The counsel for the plaintiffs have argued, that although there is no evidence of actual damage, the jury ought to give damages either to the full value of the expense of making the machine, or of the price, at which such a machine might be sold. But neither of these estimates can form a rule for damages for the illegal making of the machine. As to the expense of making the machine, it is obvious that it is an expense altogether incurred by the defendant, and is not a loss sustained by the plaintiffs. The latter neither found the materials nor the labor. How then can it be an actual damage sustained by them? As to the price, for which such a machine would sell, it is open to the same and to this farther objection: that the price is compounded of the value of the materials and the workmanship, and also of the right of user of the machine. Now, admitting the plaintiffs recover in this action, there can be no pretence, that thereby a legal right will pass to the defendant to use the machine made by him. Every future use will be an infringement of the plaintiff’s patent; and therefore if the plaintiffs could in this suit recover such price, they not only would recover for materials and labor, which they never furnished, and for a right of user which never passed from them, but also for that, which might lawfully be the subject of another action, viz. the future user of the defendant’s machine; so that there might be a double recovery for the same supposed injury.

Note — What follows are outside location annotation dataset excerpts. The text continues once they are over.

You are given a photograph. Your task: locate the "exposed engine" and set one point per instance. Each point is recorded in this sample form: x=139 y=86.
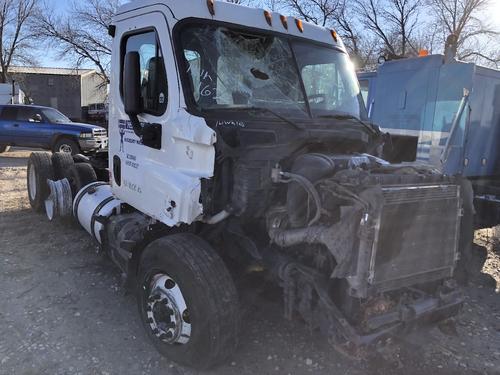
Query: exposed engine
x=353 y=234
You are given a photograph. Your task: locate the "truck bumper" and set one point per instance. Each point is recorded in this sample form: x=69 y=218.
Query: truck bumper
x=404 y=318
x=93 y=144
x=409 y=316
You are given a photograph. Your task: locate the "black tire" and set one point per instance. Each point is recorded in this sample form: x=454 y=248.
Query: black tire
x=465 y=266
x=67 y=145
x=80 y=175
x=209 y=293
x=39 y=171
x=62 y=163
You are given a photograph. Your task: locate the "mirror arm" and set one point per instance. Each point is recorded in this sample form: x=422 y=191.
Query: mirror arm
x=136 y=125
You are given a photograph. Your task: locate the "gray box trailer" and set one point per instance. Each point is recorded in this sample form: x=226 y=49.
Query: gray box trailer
x=443 y=113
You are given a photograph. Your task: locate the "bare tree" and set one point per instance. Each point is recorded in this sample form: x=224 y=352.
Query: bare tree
x=82 y=34
x=15 y=35
x=319 y=12
x=394 y=22
x=463 y=19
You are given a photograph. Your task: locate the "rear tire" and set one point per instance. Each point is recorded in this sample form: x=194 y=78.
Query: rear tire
x=67 y=145
x=80 y=175
x=62 y=163
x=204 y=283
x=39 y=171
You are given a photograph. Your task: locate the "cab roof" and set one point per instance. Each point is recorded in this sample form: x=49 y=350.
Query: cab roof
x=235 y=14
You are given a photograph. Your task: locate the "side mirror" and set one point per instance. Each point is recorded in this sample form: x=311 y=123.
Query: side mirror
x=132 y=84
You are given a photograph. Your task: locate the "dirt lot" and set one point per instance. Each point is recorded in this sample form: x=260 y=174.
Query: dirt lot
x=63 y=311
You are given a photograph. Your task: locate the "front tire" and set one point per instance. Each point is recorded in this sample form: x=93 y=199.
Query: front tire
x=67 y=145
x=183 y=272
x=39 y=171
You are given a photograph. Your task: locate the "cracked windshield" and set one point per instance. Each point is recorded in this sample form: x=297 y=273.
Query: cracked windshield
x=233 y=69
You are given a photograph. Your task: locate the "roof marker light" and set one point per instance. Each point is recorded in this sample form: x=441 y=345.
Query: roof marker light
x=269 y=18
x=299 y=24
x=334 y=35
x=284 y=21
x=211 y=7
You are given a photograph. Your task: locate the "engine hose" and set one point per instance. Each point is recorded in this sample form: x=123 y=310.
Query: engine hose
x=309 y=188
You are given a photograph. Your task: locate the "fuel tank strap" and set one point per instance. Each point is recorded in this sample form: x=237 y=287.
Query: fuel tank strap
x=95 y=215
x=82 y=193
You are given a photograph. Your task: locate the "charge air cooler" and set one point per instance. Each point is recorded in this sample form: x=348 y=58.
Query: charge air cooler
x=416 y=236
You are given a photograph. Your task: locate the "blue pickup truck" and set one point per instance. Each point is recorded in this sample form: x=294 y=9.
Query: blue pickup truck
x=47 y=128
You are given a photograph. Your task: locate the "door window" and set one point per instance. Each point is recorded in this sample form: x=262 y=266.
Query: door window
x=9 y=113
x=29 y=115
x=153 y=75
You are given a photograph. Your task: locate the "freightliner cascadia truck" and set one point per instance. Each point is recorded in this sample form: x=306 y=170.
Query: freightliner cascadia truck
x=238 y=142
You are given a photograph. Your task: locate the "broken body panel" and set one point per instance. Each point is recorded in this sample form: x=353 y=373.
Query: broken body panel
x=245 y=141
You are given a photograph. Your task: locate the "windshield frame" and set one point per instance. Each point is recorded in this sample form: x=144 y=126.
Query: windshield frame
x=189 y=99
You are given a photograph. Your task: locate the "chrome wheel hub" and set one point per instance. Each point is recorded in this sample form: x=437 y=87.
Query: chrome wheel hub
x=167 y=313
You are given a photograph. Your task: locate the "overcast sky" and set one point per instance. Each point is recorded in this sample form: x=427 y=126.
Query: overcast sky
x=50 y=60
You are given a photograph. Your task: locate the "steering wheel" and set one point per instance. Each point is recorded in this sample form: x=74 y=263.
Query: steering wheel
x=317 y=98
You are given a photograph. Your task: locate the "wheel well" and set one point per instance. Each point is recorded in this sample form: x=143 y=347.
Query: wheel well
x=57 y=137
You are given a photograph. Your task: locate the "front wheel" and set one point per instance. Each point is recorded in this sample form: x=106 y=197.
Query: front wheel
x=187 y=301
x=39 y=171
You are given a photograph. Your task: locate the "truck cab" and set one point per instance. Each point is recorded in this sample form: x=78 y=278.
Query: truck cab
x=445 y=113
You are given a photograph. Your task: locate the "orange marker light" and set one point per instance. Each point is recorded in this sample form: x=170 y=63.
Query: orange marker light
x=284 y=22
x=211 y=7
x=334 y=35
x=299 y=24
x=269 y=18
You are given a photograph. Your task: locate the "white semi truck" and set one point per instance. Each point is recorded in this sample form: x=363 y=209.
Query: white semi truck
x=238 y=141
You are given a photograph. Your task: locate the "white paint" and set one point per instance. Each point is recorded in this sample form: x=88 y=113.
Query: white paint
x=166 y=184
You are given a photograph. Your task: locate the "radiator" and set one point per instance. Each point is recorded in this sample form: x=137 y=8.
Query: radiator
x=416 y=236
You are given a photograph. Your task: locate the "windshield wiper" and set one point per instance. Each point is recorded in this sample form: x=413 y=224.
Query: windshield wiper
x=349 y=117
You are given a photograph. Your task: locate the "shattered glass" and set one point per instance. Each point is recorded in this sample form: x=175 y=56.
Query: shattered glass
x=238 y=69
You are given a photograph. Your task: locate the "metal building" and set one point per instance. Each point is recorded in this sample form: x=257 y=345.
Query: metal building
x=67 y=90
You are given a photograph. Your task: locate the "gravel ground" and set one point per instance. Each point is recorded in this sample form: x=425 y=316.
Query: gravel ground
x=63 y=311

At the former trial, the court were pressed with the difficulty of finding any rule to estimate the plaintiff’s damages, when none were actually proved, by the making of the machine; and I still adhere to the decision then made, that in such case the plaintiffs eon recover nominal damages only. The jury, if satisfied of the plaintiff’s right to recover, will estimate the plaintiff’s single damages, according to the principles which I have stated, as they shall find the facts of a making or of a user of the machine. The court will treble the damages found by the jury in awarding the proper judgment.
The jury found a verdict for the plaintiffs, that the defendant was guilty of making the machine only, and assessed single damages at $350.